Fig. 2: Phylogenetic two-block partial least squares analysis to assess macroevolutionary associations between lower oral and pharyngeal jaws.
figure 2

a Jaw shape associations across a broad sample of African cichlids (n = 88). Taxa from Lake Malawi are placed into two groups based on phylogenetic position: an mbuna ‘rock-dwellers’ group, and a non-mbuna group consisting of the utaka ‘sand-dwellers’ alongside other benthic species88. b Jaw shape associations across the Tropheops sp. species complex from across a depth gradient (n = 22). Oral and pharyngeal jaw wireframes denote morphologies at either end of the correlational axis. Source data are provided as a Source Data file.

We next investigated the degree of integration at lower taxonomic levels. First, we analyzed the jaws of cichlids within the Tropheops species complex from Lake Malawi that is diverse and known to partition habitat by depth32,33. While Tropheops exhibited strong integration between jaws in on our macroevolutionary assessment, species within this genus occupy a broader niche space. Investigating integration within such a species complex provided an opportunity to understand whether habitat differences could lead to differences in integration between jaw complexes. Using the same landmarking procedure as described above, we characterized shape variation in the LOJs and LPJs of 22 wild-caught Tropheops taxa from 60 individuals, concentrating on members from localities across the southern portion of Lake Malawi (Supplementary Data 4). We again performed a two-block PLS analysis on the mean landmark configurations and accounted for phylogenetic non-independence using an amplified fragment length polymorphism tree33. Again, we found the LOJ and LPJ were evolutionarily correlated (r-PLS = 0.795, P = 0.006, Z = 2.521), indicating jaw integration does not appear to vary by habitat (Fig. 2b).

Finally, we measured and compared integration between a species pair that exhibited relatively strong versus weak covariation between LOJ and LPJ shapes in our macroevolutionary assessments, Tropheops sp. ‘red cheek’ (TRC, relatively stronger integration) and Labeotropheus fuelleborni (LF, relatively weaker integration). Using the same landmarking protocol we performed separate two-block PLS analyses between LOJs and LPJs of LF and TRC (Supplementary Data 5). Notably, we found strong and significant integration between jaw complexes in TRC (n = 11, r-PLS = 0.957, P = 0.001, Z = 3.038; Fig. 3a) relative to LF (n = 17, r-PLS = 0.669, P = 0.22, Z = 0.794; Fig. 3b). Further, we found the effect sizes of jaw integration within TRC and LF to be statistically distinct (Z pairwise = 1.678, P = 0.047). Altogether, our data support the assertion that the LOJ and LPJ are evolutionarily integrated at multiple taxonomic levels, but they also appear to indicate that certain taxa, such as Labeotropheus, can more readily generate adaptive morphological variation in each jaw complex independently.

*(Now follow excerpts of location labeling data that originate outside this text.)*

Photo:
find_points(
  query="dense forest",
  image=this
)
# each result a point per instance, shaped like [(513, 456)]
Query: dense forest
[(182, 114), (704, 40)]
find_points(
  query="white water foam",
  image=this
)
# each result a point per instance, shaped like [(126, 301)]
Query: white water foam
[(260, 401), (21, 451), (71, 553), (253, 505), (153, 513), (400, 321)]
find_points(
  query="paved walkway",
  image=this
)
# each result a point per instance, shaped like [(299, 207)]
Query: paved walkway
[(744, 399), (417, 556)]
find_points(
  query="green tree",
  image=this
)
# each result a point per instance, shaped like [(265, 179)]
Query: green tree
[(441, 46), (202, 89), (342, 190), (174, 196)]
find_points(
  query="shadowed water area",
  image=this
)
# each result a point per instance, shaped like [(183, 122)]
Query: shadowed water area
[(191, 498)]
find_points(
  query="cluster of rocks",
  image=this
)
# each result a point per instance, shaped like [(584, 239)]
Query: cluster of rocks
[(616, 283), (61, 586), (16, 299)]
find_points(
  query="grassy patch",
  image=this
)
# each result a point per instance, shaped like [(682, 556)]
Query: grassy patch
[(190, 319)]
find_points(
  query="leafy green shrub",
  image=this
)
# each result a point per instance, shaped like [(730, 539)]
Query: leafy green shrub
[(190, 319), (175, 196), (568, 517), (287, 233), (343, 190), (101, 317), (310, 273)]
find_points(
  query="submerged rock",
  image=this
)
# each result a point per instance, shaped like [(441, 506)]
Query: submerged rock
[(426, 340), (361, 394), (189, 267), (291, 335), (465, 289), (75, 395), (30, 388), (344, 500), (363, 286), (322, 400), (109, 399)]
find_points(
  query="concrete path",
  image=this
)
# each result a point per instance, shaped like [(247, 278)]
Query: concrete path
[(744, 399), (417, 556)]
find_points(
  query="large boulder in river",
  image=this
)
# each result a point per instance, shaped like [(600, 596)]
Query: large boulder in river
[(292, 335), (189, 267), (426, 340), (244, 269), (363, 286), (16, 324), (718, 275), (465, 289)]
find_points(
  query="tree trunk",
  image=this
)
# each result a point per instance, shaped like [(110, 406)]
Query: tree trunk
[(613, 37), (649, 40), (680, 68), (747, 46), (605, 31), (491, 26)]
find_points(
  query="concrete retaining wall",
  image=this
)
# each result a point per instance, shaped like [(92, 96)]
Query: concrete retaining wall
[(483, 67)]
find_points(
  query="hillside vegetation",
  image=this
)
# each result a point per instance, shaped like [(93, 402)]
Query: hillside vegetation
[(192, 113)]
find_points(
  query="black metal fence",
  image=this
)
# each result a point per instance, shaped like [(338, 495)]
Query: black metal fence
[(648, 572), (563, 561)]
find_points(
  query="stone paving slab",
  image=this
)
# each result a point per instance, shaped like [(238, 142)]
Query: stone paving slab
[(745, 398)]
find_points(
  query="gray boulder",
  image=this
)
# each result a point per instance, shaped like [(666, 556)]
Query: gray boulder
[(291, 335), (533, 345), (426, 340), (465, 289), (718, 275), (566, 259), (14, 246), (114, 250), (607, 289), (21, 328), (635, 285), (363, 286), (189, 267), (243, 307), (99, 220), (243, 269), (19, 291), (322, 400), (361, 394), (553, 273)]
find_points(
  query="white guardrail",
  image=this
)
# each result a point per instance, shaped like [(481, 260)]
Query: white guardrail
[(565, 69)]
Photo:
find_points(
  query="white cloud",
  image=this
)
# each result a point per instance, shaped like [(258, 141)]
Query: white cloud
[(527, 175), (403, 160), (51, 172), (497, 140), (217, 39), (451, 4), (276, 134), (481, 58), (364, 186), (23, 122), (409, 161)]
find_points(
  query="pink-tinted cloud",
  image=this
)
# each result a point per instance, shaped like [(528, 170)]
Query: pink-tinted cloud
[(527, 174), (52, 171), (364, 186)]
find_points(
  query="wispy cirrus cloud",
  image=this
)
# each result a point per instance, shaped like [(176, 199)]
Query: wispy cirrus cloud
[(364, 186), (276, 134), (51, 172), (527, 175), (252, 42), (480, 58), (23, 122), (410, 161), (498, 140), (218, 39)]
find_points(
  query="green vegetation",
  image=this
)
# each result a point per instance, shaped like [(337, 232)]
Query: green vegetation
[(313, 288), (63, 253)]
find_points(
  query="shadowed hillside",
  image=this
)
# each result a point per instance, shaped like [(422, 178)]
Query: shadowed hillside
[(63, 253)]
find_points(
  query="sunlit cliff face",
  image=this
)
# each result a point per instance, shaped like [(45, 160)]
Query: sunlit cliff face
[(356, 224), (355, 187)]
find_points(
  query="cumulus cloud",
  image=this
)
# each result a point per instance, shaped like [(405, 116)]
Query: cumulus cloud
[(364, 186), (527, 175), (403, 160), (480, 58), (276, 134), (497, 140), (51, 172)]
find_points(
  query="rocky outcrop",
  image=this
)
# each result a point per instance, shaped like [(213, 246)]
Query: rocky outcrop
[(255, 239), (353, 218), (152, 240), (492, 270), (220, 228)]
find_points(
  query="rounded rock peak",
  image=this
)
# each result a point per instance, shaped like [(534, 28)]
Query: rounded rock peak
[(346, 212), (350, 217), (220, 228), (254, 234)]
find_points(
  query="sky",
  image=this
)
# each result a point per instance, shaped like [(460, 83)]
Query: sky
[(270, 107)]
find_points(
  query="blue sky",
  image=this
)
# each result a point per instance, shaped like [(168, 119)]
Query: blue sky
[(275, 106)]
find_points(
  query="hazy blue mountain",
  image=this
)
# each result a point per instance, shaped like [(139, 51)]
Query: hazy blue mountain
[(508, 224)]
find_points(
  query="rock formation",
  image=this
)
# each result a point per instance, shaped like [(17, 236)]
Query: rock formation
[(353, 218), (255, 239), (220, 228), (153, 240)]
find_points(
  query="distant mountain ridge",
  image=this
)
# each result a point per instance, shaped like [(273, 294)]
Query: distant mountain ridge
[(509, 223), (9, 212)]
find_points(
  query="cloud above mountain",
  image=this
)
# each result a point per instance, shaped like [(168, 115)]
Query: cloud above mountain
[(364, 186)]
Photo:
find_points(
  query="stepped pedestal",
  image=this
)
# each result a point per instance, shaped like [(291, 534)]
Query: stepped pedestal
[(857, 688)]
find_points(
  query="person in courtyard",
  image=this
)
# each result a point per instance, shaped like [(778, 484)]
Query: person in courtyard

Fig. 3: Two-block partial least squares analysis to assess microevolutionary associations between lower oral and pharyngeal jaws.
figure 3

a Shape associations among Tropheops sp. “red cheek” (TRC) individuals (n = 11). b Shape associations among Labeotropheus fuelleborni (LF) individuals (n = 17). c Shape associations among members of a hybrid cross between TRC and LF (n = 409). Oral and pharyngeal jaw wireframes denote morphologies at either end of the correlational axis. Source data are provided as a Source Data file.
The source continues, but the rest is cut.